This is a follow up post to another one where I discuss the probability of getting 3 groups of equal sizes when splitting a total of 90 subjects. In that post, we find that the probability of getting three groups with 30 subjects each is \(0.0091\)

I wanted to understand how this probability changes as we increase the number of equally sized groups to generate from a given sample of subjects, i.e. I want to see if the probability increases/decreases from 1-4 below:

  1. The probability of creating 2 groups of 45 subjects each
  2. The probability of creating 3 groups of 30 subjects each
  3. The probability of creating 5 groups of 18 subjects each
  4. The probability of creating 6 groups of 15 subjects each

Intuitively, the probability should go down as the number of equally sized groups goes up. Let’s verify this empirically. Let’s say we have \(N\) subjects and \(k\) groups of equal sizes to create. Generalizing the proof from the previous post, the process to create equally sized groups would be:

  1. Get the size of each group. Let \(n = N/k\). This assumes \(N\) is divisible by \(k\).
  2. Group 1: choose \(n\) from the pool of \(N\) subjects. This can be done in \(\binom{N}{n}\) ways. \(N-n\) subjects now remain.
  3. Group 2: choose \(n\) from the remaining pool of \(N-n\) subjects. This can be done in \(\binom{N-n}{n}\) ways. \(N-2n\) subjects now remain.
  4. Group 3: choose \(n\) from the remaining pool of \(N-2n\) subjects. This can be done in \(\binom{N-2n}{n}\) ways. \(N-3n\) subjects now remain.
  5. Repeat the process till only \(n\) subjects remain, this is group \(k\).

The number of ways to create \(k\) groups of equal size \(n\) is given by:

\begin{align} & \binom{N}{n} \times \binom{N-n}{n} \times \binom{N-2n}{n} \dots \binom{3n}{n} \times \binom{2n}{n} \\ & = \frac{N!}{(N-n)!n!} \times \frac{(N-n)!}{(N-2n)!n!} \times \frac{(N-2n)!}{(N-3n)!n!} \dots \frac{3n!}{2n!n!} \times \frac{2n!}{n!n!} \\ & = \underbrace{\frac{N!}{(N-n)!n!} \times \frac{(N-n)!}{(N-2n)!n!} \times \frac{(N-2n)!}{(N-3n)!n!} \dots \frac{3n!}{2n!n!} \times \frac{2n!}{n!n!}}_{k-1\text{ terms}} \\ & = \frac{N!}{{(n!)}^k} \tag{1} \end{align}

Similary, we can extend the reasoning in the previous post to get the total number of ways of creating \(k\) groups from \(N\) subjects to be:

\begin{align} \underbrace{k \times k \times k \dots k}_{N\text{ terms}} = k^N \tag{2} \end{align}

(1) and (2) give us the value for the probability: \begin{align} P(\text{k groups of equal sizes}) = \frac{N!}{{(n!)}^k k^N}, \,\,\, \text{where} \,\,\, n = N/k \end{align}

This formulation indicates that my intuition from earlier was accurate. I expect the probability to decrease as \(k\) (the number of equally sized groups to create) increases. Let’s visualize this. I set \(N = 2520\) and vary \(k\) from \(2 \dots 10\) (\(2520\) is the least common multiple of the numbers \(2 \dots 10\). This is to satisfy the divisibility assumption).

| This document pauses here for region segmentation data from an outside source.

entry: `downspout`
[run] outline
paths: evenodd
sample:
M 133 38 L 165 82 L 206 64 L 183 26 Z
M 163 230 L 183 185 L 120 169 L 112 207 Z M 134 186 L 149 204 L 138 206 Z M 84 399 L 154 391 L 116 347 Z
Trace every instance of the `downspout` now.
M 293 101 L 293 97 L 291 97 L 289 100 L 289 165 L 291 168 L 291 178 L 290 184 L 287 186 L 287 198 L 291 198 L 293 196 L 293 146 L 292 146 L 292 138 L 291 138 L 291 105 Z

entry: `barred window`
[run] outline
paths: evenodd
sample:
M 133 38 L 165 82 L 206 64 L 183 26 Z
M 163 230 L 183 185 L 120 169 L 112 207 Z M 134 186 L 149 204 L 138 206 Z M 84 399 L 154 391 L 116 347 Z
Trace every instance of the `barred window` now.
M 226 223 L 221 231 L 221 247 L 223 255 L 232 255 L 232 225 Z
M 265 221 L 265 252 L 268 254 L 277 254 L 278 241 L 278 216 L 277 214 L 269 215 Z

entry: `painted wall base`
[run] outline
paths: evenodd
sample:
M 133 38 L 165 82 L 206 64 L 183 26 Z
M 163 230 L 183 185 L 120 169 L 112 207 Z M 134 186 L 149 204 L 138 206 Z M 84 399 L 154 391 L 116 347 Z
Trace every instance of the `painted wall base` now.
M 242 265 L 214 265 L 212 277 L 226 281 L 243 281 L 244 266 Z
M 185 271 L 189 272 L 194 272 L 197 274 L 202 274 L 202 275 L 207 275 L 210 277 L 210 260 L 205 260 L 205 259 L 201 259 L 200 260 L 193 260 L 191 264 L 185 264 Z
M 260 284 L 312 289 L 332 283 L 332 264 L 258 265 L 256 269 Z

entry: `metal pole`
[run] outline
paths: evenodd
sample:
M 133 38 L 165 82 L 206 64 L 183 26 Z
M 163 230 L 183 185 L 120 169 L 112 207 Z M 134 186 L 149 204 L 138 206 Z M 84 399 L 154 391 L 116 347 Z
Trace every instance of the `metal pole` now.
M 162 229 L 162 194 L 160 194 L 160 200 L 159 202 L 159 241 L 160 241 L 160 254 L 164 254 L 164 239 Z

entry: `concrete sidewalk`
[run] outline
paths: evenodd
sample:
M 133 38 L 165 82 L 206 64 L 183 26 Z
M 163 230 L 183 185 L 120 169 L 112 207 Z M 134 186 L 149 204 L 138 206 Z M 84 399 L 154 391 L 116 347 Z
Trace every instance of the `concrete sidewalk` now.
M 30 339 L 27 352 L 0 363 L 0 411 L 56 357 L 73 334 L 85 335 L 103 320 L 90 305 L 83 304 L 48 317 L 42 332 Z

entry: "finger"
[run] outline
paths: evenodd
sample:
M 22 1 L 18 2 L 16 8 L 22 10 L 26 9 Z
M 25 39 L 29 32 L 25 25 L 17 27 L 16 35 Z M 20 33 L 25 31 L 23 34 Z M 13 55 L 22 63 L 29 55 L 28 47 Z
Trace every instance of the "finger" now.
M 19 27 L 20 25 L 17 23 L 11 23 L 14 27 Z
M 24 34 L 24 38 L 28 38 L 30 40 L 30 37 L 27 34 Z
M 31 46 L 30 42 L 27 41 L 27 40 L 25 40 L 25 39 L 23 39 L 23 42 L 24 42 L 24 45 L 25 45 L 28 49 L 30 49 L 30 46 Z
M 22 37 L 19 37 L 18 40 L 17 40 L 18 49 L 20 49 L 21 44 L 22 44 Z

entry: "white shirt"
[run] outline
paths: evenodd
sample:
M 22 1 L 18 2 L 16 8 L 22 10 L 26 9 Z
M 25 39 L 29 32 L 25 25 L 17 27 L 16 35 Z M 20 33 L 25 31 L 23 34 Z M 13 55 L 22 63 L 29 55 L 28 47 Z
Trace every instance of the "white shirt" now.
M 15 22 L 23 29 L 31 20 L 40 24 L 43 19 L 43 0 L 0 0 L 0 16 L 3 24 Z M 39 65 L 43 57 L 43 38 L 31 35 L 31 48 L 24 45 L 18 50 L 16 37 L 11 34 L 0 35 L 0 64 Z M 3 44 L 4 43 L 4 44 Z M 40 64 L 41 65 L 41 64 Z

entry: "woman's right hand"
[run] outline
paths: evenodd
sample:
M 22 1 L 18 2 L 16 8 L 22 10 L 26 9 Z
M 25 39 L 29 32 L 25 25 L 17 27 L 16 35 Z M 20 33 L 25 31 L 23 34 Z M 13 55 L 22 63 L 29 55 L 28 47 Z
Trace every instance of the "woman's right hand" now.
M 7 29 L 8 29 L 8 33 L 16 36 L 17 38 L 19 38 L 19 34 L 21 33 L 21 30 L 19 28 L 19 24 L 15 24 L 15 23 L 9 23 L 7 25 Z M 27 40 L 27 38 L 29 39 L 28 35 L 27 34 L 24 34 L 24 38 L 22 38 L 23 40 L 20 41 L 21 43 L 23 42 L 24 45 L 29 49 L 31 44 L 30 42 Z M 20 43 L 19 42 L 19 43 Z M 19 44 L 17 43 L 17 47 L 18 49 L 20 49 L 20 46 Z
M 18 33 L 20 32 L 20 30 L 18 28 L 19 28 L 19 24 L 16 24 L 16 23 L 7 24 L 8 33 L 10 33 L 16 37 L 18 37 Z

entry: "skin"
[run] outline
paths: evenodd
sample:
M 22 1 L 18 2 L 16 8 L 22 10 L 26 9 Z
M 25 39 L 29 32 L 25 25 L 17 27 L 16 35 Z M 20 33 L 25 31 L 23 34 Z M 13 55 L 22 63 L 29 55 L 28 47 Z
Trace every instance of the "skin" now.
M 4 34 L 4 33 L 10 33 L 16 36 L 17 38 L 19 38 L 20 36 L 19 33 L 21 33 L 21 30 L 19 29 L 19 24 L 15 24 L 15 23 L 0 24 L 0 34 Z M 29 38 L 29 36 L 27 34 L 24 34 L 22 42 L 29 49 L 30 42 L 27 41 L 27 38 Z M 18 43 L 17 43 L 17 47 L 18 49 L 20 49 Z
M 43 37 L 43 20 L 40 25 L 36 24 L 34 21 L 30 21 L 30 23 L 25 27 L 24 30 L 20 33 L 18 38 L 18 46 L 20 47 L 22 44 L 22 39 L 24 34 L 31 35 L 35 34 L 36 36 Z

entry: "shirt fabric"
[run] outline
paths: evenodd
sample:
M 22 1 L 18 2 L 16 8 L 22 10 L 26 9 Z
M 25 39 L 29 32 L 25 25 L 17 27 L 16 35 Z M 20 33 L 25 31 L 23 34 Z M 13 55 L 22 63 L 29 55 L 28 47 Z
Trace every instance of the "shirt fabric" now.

from math import factorial
import seaborn as sns
import matplotlib.pyplot as plt

N = 2520
k_range = range(2, 11)

def prob_equal(N, k):
    n = N//k 
    return factorial(N)/(((factorial(n))**k) * k**N)

prob = [prob_equal(N, k) for k in k_range]

# plot
sns.set_theme(style="whitegrid")
sns.lineplot(x=k_range, y=prob)

# label the axes
plt.xlabel("Groups of Equal Size (k)")
plt.ylabel("Probability")

plt.show()

The probability decreases as expected, also notice the steep decline as we go from \(k=2\) to \(k=3\). All this to say, given a pool of subjects \(N\), its increasingly unlikely to create \(k\) groups of equal sizes as \(k\) increases.